As I enter the first completed building of Facebook’s brand-new office campus in Menlo Park, Calif., I‘m greeted by a scene that feels fresh but distinctly familiar.
An exposed steel beam punctuates a hallway. Ventilation ducts and ethernet cables run across the ceiling in full view, like veins and neural pathways. Purple knit beanbag chairs sit with other funky furnishings on concrete floors. Open-plan office spaces enable conversation and collaboration with an easy swivel of chairs. Yes, these are unmistakable hallmarks of Facebook, a company whose office design is an extension (and enabler) of its culture: social, young, scrappy, innovative and unfinished.
I‘m part of a team of three EDF Climate Corps fellows at Facebook this summer looking at ways to make the company’s new 1 million-square-foot office campus more energy efficient. One of my responsibilities is lighting. The Energy Information Administration estimates that lighting consumes approximately 21 percent of the energy used in U.S. commercial buildings, making lighting a vital component of any company’s energy efficiency strategy.
Facebook’s goals for its lighting system are simple: make efficient use of daylight, lighting controls, and efficient fixtures to save energy and keep employees comfortable, while preserving the company’s unfinished, garage-like office aesthetic. I’ve learned a number of important lessons about energy-efficient lighting design while at Facebook. Here are my top three:
1. You Don’t Have to Compromise Between Design and Efficiency ... As Long as You Plan Ahead
The best way to incorporate energy efficiency in lighting and other systems without sacrificing design goals is through integrated design. In integrated design, people involved in different aspects of building design -- from architects to engineers to energy efficiency experts -- sit down at the same table in a collaborative, iterative process. This ensures that all factors are considered from the start.
Indeed, the earlier energy efficiency is taken into account, the greater potential there is to achieve significant, cost-effective results. If energy efficiency considerations are an afterthought, the results are likely to be poorly integrated into overall design objectives and more expensive to implement.
Where can integrated design help Facebook? Despite the dizzyingly fast pace of development at Facebook’s Menlo Park campus, the company can take an approach that incorporates energy efficiency expertise into the overall design process. This can ensure, for example, that walls and ceilings are painted appropriate colors to reflect light where it is optimal to do so.

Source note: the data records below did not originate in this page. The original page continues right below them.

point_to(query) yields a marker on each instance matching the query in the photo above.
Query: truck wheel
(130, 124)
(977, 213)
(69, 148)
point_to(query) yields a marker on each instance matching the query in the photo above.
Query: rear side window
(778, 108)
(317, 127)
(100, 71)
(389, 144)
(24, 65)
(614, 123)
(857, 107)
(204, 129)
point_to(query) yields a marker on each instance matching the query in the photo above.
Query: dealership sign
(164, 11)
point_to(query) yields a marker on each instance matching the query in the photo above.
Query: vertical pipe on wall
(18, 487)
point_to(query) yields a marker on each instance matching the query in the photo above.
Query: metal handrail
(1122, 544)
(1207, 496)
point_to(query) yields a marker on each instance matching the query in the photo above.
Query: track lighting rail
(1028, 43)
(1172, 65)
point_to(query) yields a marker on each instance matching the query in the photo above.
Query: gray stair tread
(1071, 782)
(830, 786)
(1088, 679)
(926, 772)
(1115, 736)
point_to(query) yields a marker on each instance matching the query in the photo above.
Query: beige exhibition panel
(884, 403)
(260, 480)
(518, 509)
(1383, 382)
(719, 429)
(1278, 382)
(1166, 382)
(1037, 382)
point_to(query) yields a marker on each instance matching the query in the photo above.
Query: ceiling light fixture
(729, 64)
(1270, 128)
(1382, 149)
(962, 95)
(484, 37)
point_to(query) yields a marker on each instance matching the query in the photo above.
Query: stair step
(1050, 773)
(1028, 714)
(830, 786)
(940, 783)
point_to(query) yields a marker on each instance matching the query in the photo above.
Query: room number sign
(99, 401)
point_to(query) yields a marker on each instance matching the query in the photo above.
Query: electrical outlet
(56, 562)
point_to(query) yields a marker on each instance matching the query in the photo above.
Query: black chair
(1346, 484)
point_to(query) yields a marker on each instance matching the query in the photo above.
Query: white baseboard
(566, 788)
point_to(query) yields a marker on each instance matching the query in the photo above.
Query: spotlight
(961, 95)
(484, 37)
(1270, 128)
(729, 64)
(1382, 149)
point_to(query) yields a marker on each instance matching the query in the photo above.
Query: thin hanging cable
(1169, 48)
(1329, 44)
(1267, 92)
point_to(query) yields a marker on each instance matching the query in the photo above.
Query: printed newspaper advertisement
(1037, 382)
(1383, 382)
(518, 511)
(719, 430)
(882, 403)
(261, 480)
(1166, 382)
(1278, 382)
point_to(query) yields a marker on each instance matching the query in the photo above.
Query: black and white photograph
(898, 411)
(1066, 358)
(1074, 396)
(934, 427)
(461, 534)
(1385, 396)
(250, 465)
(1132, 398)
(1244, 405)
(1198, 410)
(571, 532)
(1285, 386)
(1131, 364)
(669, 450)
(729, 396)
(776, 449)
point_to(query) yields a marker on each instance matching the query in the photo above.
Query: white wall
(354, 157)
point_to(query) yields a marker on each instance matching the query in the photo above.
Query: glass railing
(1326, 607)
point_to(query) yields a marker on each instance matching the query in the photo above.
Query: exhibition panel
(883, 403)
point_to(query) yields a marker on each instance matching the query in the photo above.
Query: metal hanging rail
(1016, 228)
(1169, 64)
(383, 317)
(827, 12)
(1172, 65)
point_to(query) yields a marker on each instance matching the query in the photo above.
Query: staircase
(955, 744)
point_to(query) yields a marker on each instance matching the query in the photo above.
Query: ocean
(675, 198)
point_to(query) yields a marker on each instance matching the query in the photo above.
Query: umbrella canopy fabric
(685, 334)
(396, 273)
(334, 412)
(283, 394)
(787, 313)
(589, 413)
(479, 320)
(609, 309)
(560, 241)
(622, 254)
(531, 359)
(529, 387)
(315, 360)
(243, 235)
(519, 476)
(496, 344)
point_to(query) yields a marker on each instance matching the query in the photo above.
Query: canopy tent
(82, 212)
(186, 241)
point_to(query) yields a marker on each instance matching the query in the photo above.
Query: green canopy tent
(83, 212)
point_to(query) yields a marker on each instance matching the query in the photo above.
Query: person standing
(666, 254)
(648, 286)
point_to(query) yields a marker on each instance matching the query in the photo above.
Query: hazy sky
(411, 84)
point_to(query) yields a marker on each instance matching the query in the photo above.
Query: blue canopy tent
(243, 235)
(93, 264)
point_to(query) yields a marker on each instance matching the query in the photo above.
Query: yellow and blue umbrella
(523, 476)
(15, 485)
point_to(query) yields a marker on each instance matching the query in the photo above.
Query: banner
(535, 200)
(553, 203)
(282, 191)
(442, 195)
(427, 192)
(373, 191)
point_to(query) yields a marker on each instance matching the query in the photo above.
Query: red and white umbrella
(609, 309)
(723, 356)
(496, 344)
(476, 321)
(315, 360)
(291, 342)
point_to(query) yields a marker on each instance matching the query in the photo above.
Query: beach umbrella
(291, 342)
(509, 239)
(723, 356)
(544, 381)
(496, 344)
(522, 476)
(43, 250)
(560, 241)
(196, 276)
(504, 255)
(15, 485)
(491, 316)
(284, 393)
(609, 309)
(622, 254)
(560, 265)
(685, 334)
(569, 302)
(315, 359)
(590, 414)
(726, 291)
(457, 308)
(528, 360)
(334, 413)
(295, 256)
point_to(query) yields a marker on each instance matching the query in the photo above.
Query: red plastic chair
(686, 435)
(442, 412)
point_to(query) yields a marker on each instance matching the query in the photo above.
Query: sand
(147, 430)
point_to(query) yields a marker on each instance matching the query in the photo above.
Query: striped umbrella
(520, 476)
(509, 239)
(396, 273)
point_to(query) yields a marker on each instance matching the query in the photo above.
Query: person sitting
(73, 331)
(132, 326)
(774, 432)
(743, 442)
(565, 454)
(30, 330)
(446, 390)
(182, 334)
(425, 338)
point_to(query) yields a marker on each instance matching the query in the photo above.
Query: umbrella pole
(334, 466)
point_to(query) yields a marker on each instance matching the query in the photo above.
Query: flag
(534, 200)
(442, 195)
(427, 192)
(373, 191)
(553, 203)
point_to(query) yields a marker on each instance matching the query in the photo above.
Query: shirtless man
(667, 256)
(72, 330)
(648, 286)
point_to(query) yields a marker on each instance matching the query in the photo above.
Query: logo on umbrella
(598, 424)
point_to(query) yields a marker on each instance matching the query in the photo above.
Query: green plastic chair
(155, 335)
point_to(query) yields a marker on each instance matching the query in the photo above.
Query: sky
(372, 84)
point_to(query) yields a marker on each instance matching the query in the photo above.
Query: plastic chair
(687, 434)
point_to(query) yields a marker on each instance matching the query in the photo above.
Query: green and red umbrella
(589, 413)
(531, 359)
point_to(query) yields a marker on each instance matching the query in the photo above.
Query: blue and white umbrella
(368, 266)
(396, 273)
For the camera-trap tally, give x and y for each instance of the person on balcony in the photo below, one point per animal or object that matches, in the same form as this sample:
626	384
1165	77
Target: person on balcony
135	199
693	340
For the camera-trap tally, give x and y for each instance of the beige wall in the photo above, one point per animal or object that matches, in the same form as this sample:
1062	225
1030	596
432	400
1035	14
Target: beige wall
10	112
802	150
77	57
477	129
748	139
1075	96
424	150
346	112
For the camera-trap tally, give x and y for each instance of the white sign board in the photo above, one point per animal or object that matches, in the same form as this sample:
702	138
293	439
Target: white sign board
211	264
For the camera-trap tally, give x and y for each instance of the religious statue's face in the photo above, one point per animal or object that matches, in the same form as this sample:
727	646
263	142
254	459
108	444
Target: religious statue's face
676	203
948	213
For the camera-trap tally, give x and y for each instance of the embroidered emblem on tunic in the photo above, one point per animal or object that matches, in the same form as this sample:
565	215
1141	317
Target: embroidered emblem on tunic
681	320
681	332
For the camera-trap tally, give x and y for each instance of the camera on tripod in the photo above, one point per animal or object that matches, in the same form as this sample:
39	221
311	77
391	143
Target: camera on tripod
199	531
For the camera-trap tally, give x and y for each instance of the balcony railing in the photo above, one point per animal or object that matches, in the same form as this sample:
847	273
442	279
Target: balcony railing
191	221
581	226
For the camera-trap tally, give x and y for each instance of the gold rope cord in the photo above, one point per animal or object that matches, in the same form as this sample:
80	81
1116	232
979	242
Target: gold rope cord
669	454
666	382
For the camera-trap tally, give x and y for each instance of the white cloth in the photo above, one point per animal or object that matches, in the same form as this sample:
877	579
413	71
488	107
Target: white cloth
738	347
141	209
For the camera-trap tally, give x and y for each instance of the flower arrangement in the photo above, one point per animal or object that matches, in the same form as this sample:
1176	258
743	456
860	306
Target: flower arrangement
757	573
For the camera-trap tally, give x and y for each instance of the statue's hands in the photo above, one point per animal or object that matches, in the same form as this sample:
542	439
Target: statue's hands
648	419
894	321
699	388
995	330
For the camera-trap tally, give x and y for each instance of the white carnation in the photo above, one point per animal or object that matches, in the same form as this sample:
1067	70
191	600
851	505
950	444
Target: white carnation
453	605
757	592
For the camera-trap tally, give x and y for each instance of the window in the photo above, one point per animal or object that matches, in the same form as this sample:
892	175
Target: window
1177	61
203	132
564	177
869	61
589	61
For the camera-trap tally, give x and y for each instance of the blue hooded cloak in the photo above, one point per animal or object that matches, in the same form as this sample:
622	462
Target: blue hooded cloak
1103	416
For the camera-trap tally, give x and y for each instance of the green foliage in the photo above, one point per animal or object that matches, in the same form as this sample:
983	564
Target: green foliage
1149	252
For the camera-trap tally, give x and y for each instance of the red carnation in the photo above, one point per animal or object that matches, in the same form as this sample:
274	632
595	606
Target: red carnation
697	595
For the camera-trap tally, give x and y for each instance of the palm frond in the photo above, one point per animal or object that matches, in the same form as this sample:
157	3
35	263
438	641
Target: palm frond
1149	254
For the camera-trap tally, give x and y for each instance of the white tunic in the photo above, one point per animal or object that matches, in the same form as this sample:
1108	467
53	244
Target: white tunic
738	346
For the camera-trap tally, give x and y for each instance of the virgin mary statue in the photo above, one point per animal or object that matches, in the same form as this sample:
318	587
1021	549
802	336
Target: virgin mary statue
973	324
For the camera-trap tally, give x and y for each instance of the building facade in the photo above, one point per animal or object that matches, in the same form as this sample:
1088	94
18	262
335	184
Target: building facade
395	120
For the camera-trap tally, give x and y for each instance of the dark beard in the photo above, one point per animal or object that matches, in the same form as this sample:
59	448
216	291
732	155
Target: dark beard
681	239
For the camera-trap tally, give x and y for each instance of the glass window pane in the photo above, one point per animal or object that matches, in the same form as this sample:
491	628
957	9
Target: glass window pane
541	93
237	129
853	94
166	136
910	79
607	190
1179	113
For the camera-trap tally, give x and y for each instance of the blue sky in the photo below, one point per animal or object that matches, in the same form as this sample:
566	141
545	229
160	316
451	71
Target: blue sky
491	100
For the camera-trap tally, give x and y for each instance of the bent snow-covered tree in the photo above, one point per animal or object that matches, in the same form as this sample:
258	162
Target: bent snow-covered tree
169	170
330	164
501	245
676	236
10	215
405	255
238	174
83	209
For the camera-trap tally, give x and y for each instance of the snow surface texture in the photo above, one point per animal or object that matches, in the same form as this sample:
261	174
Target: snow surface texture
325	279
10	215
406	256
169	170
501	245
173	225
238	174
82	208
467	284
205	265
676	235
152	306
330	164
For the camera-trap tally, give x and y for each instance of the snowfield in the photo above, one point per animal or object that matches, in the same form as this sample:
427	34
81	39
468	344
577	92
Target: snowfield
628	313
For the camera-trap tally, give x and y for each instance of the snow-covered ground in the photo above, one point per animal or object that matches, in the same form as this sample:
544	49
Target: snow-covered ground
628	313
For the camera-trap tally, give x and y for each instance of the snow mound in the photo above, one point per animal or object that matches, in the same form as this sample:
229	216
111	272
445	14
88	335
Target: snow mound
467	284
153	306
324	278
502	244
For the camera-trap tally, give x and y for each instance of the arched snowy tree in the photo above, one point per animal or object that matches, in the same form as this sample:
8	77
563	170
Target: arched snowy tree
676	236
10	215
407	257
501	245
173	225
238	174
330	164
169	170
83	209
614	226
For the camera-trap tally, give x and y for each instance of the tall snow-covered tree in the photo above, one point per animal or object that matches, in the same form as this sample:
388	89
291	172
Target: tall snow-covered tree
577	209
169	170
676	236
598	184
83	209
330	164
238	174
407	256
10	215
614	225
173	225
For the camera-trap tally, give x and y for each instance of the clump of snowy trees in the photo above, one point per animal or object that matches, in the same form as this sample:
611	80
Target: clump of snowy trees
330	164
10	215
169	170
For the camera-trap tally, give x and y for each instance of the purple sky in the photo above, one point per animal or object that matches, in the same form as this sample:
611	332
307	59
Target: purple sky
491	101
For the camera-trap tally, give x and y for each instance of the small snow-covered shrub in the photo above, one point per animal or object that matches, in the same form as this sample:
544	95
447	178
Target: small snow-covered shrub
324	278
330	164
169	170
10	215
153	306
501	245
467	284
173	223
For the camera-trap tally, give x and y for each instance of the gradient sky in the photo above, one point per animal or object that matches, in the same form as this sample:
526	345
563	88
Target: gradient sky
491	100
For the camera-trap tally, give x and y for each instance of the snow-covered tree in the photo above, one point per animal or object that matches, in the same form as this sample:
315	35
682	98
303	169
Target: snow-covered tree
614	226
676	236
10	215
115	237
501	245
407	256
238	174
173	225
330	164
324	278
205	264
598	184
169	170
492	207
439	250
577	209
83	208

As Climate Corps fellows, we are encouraging Facebook to take the integrated design approach.
2. Be Sure to Have Lighting ‘Control Narratives’ and Test Against Them
If you want to effectively use lighting controls such as occupancy and daylight sensors to modulate light levels and optimize energy efficiency, it is important to articulate what lighting designers call a "control narrative": a concise statement that describes how you want your lighting system to behave. Good control narratives ensure that building occupants and operators know how systems are supposed to function and that controls contractors can calibrate and test them.
How can control narratives promote energy efficiency? Take this case in point: Facebook’s offices are peppered with "cozies" -- tiny 6-by-8 rooms intended for small meetings and individual phone calls. These cozies are controlled by occupancy sensors that should operate under the following control narrative:
When an occupant enters the cozy, the lights should automatically turn on to the 50 percent brightness level. The occupant can manually adjust the lights to full brightness if desired. When the room is vacated, the lights should turn off within five minutes (the minimum setting allowed by the sensor).
At least, this is how the control system is supposed to operate. On our first walk-through of the new building, it was easy to notice that many of the cozies did not operate this way. When we pulled off the face of the occupancy sensor and checked its settings, we realized that many sensors were set to turn off after 10 minutes, not five. We also realized that the sensors had other, energy-saving functions that were not being utilized at all, such as a "walk-through" setting to prevent false triggering when people enter momentarily but don’t stay. (Perhaps re-adjusting these sensors could be a project for a future Facebook Hackathon?)
Developing and testing control narratives is an important practice to maximize daylight use as well, by controlling when and where lights dim or turn off in response to natural light. As EDF Climate Corps fellows, we’re verifying the existing control narratives in Facebook’s new offices, and promoting more energy-efficient control narratives where feasible.
3. Productivity and Occupant Comfort are Important Arguments for Efficient Design
Efficient lighting systems not only minimize energy use, but can also improve occupant comfort. As another EDF Climate Corps fellow at Facebook pointed out in her recent blog post, research shows a positive relationship between workplace comfort and productivity. Numerous studies indicate that effective use of daylight, in particular, improves productivity. Conversely, incorrect lighting design choices can lead to work environments that are overlit or underlit, have excessive glare, or are otherwise uncomfortable for workers.
If a lighting design improvement could reduce eyestrain and help every employee be productive for even 15 more minutes per day, the combined effect at a company like Facebook is huge. At the Menlo Park campus, we’re searching for ways that daylight can be used more effectively to minimize the need for artificial lighting and improve the overall office environment.
Save energy, save money, and increase productivity -- it’s a win-win-win!